Em despacho sobre Dirceu, Moro diz que decisão de Toffoli muda entendimento sobre tornozeleira

Juiz lamenta que imposição de medida cautelar tenha sido interpretada como descumprimento

Curitiba e São Paulo

O juiz Sergio Moro lamentou nesta terça-feira (3) que a imposição de medidas cautelares contra o ex-ministro José Dirceu tenha sido interpretada pelo STF (Supremo Tribunal Federal) como "claro descumprimento" do habeas corpus concedido pela corte na última terça (26).

Nesta segunda (2), o ministro Dias Toffoli, do STF, cassou decisão de Moro que determinava o uso de tornozeleiras eletrônicas para Dirceu, afirmando que o juiz havia extravasado sua competência.

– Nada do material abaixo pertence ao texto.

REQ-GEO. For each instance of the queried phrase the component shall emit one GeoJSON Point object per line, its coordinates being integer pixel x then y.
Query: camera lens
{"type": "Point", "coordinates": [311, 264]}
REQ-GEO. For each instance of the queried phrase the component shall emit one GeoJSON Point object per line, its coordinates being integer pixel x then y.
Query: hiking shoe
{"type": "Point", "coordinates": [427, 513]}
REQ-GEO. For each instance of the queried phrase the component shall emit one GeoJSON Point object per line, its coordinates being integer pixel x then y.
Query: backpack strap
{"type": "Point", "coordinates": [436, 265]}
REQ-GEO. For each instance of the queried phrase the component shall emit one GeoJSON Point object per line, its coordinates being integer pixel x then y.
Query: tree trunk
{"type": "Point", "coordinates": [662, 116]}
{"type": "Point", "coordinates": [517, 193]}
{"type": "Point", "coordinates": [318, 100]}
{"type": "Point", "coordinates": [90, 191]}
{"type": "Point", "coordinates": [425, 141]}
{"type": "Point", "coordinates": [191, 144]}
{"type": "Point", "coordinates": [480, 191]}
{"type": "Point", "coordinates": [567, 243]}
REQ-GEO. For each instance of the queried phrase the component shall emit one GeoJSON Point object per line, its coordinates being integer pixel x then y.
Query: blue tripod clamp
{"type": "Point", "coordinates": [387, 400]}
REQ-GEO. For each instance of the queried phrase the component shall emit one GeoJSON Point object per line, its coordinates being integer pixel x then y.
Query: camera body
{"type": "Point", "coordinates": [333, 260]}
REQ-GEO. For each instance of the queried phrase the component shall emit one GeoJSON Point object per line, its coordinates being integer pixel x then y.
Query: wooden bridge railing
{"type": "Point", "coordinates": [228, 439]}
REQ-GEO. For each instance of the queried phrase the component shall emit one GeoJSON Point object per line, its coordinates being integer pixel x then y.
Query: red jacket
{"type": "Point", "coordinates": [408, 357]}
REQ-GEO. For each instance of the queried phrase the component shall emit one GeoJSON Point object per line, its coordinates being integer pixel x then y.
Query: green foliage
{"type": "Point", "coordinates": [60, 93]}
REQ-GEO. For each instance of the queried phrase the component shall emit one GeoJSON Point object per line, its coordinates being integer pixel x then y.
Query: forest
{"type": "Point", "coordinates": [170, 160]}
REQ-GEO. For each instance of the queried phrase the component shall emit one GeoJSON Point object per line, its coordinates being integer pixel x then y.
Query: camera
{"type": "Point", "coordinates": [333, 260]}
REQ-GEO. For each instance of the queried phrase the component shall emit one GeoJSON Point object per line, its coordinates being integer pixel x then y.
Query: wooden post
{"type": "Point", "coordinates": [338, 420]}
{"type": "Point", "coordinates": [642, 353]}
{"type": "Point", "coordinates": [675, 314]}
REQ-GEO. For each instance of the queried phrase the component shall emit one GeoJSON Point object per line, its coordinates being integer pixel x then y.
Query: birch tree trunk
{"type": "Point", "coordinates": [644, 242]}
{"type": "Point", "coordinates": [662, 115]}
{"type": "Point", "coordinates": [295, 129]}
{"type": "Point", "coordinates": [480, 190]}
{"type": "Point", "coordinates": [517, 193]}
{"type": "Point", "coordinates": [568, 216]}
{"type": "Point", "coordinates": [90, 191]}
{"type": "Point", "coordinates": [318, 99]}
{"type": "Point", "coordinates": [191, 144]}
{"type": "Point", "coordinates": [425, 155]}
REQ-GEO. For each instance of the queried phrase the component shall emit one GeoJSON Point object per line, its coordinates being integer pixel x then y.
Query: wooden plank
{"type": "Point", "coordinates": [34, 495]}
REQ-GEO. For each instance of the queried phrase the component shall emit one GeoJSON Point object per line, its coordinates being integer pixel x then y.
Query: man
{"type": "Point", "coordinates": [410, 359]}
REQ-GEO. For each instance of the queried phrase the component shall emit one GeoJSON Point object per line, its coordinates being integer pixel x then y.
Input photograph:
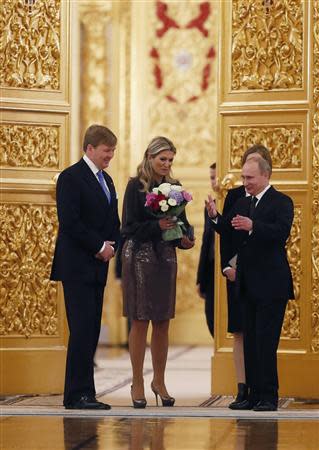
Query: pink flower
{"type": "Point", "coordinates": [187, 196]}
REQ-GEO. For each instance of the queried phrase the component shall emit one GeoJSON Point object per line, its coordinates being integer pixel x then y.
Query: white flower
{"type": "Point", "coordinates": [164, 188]}
{"type": "Point", "coordinates": [172, 202]}
{"type": "Point", "coordinates": [164, 208]}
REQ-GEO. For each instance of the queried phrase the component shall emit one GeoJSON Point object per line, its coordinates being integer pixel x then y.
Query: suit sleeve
{"type": "Point", "coordinates": [279, 229]}
{"type": "Point", "coordinates": [135, 224]}
{"type": "Point", "coordinates": [70, 223]}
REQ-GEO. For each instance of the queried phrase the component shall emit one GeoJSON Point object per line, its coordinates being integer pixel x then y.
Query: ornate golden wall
{"type": "Point", "coordinates": [158, 77]}
{"type": "Point", "coordinates": [34, 129]}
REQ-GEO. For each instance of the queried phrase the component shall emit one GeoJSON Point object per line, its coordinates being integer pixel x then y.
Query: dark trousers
{"type": "Point", "coordinates": [209, 305]}
{"type": "Point", "coordinates": [83, 303]}
{"type": "Point", "coordinates": [262, 327]}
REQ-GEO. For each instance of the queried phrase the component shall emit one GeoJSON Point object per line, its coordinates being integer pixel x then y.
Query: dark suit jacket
{"type": "Point", "coordinates": [205, 271]}
{"type": "Point", "coordinates": [227, 244]}
{"type": "Point", "coordinates": [262, 266]}
{"type": "Point", "coordinates": [86, 220]}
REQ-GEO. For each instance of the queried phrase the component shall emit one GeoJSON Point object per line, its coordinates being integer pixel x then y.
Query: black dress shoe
{"type": "Point", "coordinates": [86, 402]}
{"type": "Point", "coordinates": [241, 395]}
{"type": "Point", "coordinates": [244, 405]}
{"type": "Point", "coordinates": [264, 405]}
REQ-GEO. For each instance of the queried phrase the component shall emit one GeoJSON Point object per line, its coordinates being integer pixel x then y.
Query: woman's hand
{"type": "Point", "coordinates": [187, 243]}
{"type": "Point", "coordinates": [167, 223]}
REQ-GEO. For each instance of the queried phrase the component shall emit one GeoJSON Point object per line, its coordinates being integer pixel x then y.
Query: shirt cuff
{"type": "Point", "coordinates": [102, 248]}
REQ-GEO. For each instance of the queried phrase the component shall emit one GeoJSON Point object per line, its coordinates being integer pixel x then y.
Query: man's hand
{"type": "Point", "coordinates": [211, 207]}
{"type": "Point", "coordinates": [107, 253]}
{"type": "Point", "coordinates": [242, 223]}
{"type": "Point", "coordinates": [230, 274]}
{"type": "Point", "coordinates": [199, 292]}
{"type": "Point", "coordinates": [187, 243]}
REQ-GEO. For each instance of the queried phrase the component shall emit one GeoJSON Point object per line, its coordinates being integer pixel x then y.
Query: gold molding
{"type": "Point", "coordinates": [285, 143]}
{"type": "Point", "coordinates": [95, 80]}
{"type": "Point", "coordinates": [29, 301]}
{"type": "Point", "coordinates": [291, 324]}
{"type": "Point", "coordinates": [30, 56]}
{"type": "Point", "coordinates": [315, 188]}
{"type": "Point", "coordinates": [267, 45]}
{"type": "Point", "coordinates": [25, 145]}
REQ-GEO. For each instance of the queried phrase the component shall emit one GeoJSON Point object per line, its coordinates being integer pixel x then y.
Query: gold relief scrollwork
{"type": "Point", "coordinates": [95, 79]}
{"type": "Point", "coordinates": [28, 300]}
{"type": "Point", "coordinates": [315, 189]}
{"type": "Point", "coordinates": [267, 44]}
{"type": "Point", "coordinates": [283, 141]}
{"type": "Point", "coordinates": [30, 44]}
{"type": "Point", "coordinates": [29, 146]}
{"type": "Point", "coordinates": [187, 268]}
{"type": "Point", "coordinates": [291, 325]}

Toffoli argumentou que o habeas corpus assegurava "liberdade plena" ao reclamante.

O juiz Sergio Moro, durante palestra na Universidade Harvard, nos EUA, sobre crimes de colarinho branco.
O juiz Sergio Moro, durante palestra na Universidade Harvard, nos EUA, sobre crimes de colarinho branco. - Linimberg Photography - 16.abr.2018/Divulgação

No despacho desta terça (3), Moro ressaltou que medidas cautelares haviam sido autorizadas pelo próprio Supremo após a corte revogar a prisão preventiva de Dirceu, em maio de 2017, antes de sua condenação em segunda instância.

​"Não se imaginava (...) que a própria maioria da Colenda 2ª Turma do STF que havia entendido antes (...) apropriadas as medidas cautelares (...), teria passado a entender que elas, após a confirmação na apelação da condenação a cerca de vinte e seis anos de reclusão, teriam se tornado desnecessárias. Entretanto, este Juízo estava aparentemente equivocado", escreveu Moro.

O magistrado também argumentou que o Juízo Distrital, provisoriamente encarregado da execução da pena de Dirceu, que ficou preso no Complexo da Papuda, determinou que o ex-ministro se reapresentasse à 13ª Vara Federal de Curitiba para dar continuidade ao cumprimento das medidas cautelares.

Ainda assim, obedecendo a decisão do STF, o magistrado pediu que as autoridades policiais e o juízo da execução provisória sejam comunicados da revogação das medidas cautelares. 

Especialistas ouvidos pela Folha divergem sobre a decisão de Moro. 

Rodrigo Felberg, professor de direito penal da Universidade Mackenzie, disse que caberia ao ministro do Supremo e não a Moro a decisão de determinar medidas cautelares, se achasse necessário.

“Não gosto de demonizar o Moro como fazem os criminalistas, mas neste caso ele errou”, afirma. “O juiz que solta é o que determina medida cautelar. Como foi o Supremo que soltou o José Dirceu sem medidas cautelares, não havia nada que o Moro pudesse fazer.”

Segundo Felberg, o juiz não tinha mais competência para se manifestar sobre Dirceu porque já havia julgado o processo.

O professor titular de direito penal da USP Renato Melo Jorge Silveira também afirma que Moro extrapolou ao mandar colocar a tornozeleira. 

“Se a corte superior tomou a decisão, não poderia haver ponderações do juiz de primeira instância. Se o Supremo não determinou o uso de tornozeleira, o juiz de primeiro grau não pode mudar uma decisão do Supremo”, diz.

Segundo Silveira, a determinação sobre o monitoramento não era uma simples execução penal, mas uma nova medida cautelar, para a qual Moro não tinha mais competência.

“Se a decisão do Supremo sobre a soltura está certa ou errada, é outra questão”, afirma.

Rubens Glezer, professor de direito constitucional da FGV, no entanto, diz considerar que Moro estava certo. 

“Não há, naquele habeas corpus que eles [STF] deram, uma avaliação sobre as cautelares. Então, para derrubar as cautelares, é preciso ter uma decisão sobre elas”, diz Glezer. 

O especialista ressalta que Dirceu usava a tornozeleira antes da condenação em segunda instância. “Cai a prisão em segunda instância, é natural imaginar a volta das cautelares.” Segundo ele, não seria o STF o responsável a determinar o uso ou não de tornozeleira, porque a corte só faz “um controle de ilegalidades”, e a revisão sobre medidas cautelares deve ser feita no primeiro grau. 

Em Portugal, onde participou de um seminário na Universidade de Coimbra, Toffoli não quis dar entrevista.